Cada Barbie, alta, delgada, rubia y de piernas largas… Cada ratón Mickey o pato Donald dibujados en las paredes de los jardines infantiles de la educación preprimaria… Cada halloween tiene más presencia que una celebración nativa… Cada camiseta con personajes fantásticos como Garfields y Pokemones… Cada pizza, hamburguesa o papitas fritas…Cada película o serie televisiva comercial…

            Estas y otras nos permiten acercarnos a  conceptos que nos han seleccionado  y van moldeando  nuestras vidas  porque es un fenómeno dirigido y compuesto de ideas de poco valor  o que nos sirven de muy poco…como la comida chatarra o basura. Ella nos aporta muy poco en sustancias nutritivas o saludables, y por lo tanto, nos provocan trastornos en nuestra salud  o conducta personal y social.

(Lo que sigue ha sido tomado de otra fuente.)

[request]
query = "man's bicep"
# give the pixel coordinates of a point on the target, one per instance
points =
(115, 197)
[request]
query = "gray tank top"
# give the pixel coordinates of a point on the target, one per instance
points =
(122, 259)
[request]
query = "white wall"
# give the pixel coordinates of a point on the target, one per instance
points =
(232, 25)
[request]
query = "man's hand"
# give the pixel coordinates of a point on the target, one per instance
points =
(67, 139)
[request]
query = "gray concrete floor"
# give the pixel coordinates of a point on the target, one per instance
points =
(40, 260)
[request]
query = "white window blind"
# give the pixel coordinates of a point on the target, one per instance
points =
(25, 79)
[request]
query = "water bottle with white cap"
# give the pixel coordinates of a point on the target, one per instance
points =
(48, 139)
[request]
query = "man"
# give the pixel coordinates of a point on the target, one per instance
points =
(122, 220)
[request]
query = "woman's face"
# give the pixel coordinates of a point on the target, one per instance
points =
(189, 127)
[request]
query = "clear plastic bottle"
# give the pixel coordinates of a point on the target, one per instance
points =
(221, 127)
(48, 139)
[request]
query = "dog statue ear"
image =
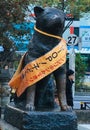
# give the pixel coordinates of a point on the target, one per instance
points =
(38, 10)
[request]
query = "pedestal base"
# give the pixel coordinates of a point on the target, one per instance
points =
(48, 120)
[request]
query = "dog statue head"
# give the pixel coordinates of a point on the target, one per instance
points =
(50, 20)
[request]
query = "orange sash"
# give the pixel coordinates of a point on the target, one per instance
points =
(39, 68)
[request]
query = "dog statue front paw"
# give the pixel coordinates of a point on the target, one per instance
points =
(30, 107)
(66, 108)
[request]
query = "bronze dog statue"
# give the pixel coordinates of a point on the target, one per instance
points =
(48, 20)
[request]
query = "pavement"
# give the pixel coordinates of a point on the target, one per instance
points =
(77, 102)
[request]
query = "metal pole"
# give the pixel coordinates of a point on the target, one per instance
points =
(72, 65)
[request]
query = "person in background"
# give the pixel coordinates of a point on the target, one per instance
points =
(69, 83)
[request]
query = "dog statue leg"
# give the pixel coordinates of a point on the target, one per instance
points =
(30, 98)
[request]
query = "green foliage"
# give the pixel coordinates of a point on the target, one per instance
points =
(80, 68)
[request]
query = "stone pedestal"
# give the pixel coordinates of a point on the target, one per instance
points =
(37, 120)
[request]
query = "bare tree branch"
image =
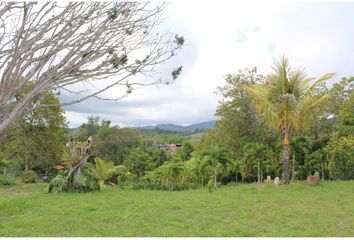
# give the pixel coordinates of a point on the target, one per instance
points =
(54, 46)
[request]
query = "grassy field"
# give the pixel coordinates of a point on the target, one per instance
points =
(239, 210)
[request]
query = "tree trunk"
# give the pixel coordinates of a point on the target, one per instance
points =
(293, 171)
(259, 172)
(26, 153)
(286, 151)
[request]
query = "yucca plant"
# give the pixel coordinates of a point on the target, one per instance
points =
(285, 102)
(103, 170)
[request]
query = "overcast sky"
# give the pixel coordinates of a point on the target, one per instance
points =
(224, 36)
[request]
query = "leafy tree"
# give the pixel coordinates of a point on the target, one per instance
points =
(143, 159)
(285, 102)
(340, 154)
(115, 143)
(217, 160)
(37, 139)
(238, 124)
(197, 171)
(60, 45)
(170, 174)
(185, 152)
(103, 170)
(256, 154)
(300, 146)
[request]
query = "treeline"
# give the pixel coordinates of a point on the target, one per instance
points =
(242, 147)
(326, 145)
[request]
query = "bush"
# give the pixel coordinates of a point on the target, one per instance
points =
(58, 184)
(7, 180)
(340, 153)
(86, 182)
(29, 176)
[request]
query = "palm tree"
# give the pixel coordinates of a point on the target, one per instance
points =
(216, 159)
(317, 160)
(257, 153)
(298, 144)
(235, 166)
(285, 102)
(103, 170)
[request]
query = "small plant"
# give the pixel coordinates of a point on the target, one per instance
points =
(29, 176)
(7, 180)
(58, 184)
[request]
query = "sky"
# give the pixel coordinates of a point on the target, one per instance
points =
(222, 37)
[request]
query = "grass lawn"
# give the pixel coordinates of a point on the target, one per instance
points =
(239, 210)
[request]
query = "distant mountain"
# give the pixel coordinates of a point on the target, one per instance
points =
(202, 126)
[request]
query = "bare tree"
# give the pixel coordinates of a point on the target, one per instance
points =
(56, 46)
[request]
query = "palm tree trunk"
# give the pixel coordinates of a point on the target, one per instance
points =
(286, 151)
(293, 171)
(215, 179)
(259, 172)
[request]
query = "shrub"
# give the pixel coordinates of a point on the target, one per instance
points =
(86, 182)
(340, 153)
(29, 176)
(58, 184)
(312, 180)
(7, 180)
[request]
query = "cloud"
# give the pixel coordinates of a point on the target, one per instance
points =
(222, 37)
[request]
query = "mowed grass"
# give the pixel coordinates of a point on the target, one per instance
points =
(240, 210)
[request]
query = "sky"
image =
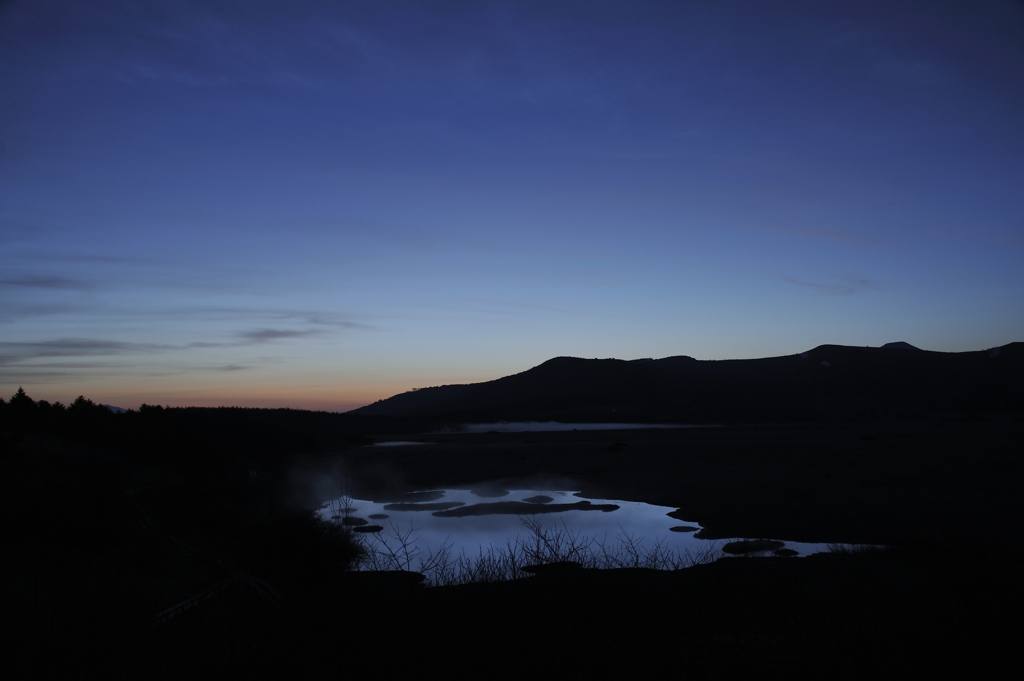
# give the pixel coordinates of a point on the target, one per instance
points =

            Cultura chatarra o light es un proceso de transculturación que parece pero no es nada inocente que va cambiando rápidamente a cada niño o niña, cada hombre o mujer…son empresas de la gastronomía, de la educación, de la comunicación, de la política, que van provocando en los consumidores más “apetito y más sed” , para las inconductas, porque su esencia es  la ignorancia pero con envases bien presentados… por eso los niños y niñas se identifican más rápidamente con la cebra africana o con elefante de la india que con una avecilla nativa de nuestro país.

            Les atrae más la imagen y el formato de la lata o botella de coca-cola que un rico y nutritivo jugo criollo de tamarindo o guanábana. La cultura global que nos llega está llena de oportunidades de saber, pero no a costa del desconocimiento de nuestro entorno. Ciertamente el niño debe saber usar la “tableta” pero debe aprender a leer en libros y buscar respuestas en ellos. Hoy  en la Feria Nacional del Libro el atractivo es más chatarra, en el amplio sentido del término, que cultura del libro.

            Nuestros infantes saben de Los Pitufos pero muy poco de nuestros cuentos y leyendas…

            Por esa misma influencia el concepto de familia dominicana o de la solidaridad social se ha ido deformando…el desconocimiento por  todo lo que es nuestra identidad nacional, la patria por ejemplo, va trepanando nuestro cerebro.

            Un aprendizaje más equilibrado de nuestra cultura nos llevaría a un criterio y sentimiento de pertenencia de ella,  nos enseña hábitos, costumbres, qué es lo que debemos y no debemos hacer. Aprendiendo ese conjunto de recursos o valores nos vincularemos mejor con el entorno, lo cuidaremos en vez de dañarlo. Sembremos, si se quiere, árboles como el “Nin” o el “Piñón extranjero” pero sembremos por millones el mango, el cajuil y otras suculentas frutas…

            La cultura chatarra crece como la yerba mala, y malogra la buena. Va penetrando por casi toda nuestras instituciones y las va desordenando.

Hay chatarra judicial, salarial, eclesial, musical…y hasta política. Cada cierto tiempo acapara la atención nacional uno de esos personajes chatarra. Recientemente: El Querido.

La transculturación en estos tiempos resulta inevitable. Lo que hay que trabajar es nuestra cultura con calidad, con capacidad crítica, reflexiva…. Que sirva de contrapeso, de equilibrio. Tenemos un rico bagaje cultural que lo estamos desvalorizando. Nos estamos despreciando a nosotros mismos.        

La solución ha de ser general, integral, plena, sistemática y de calidad.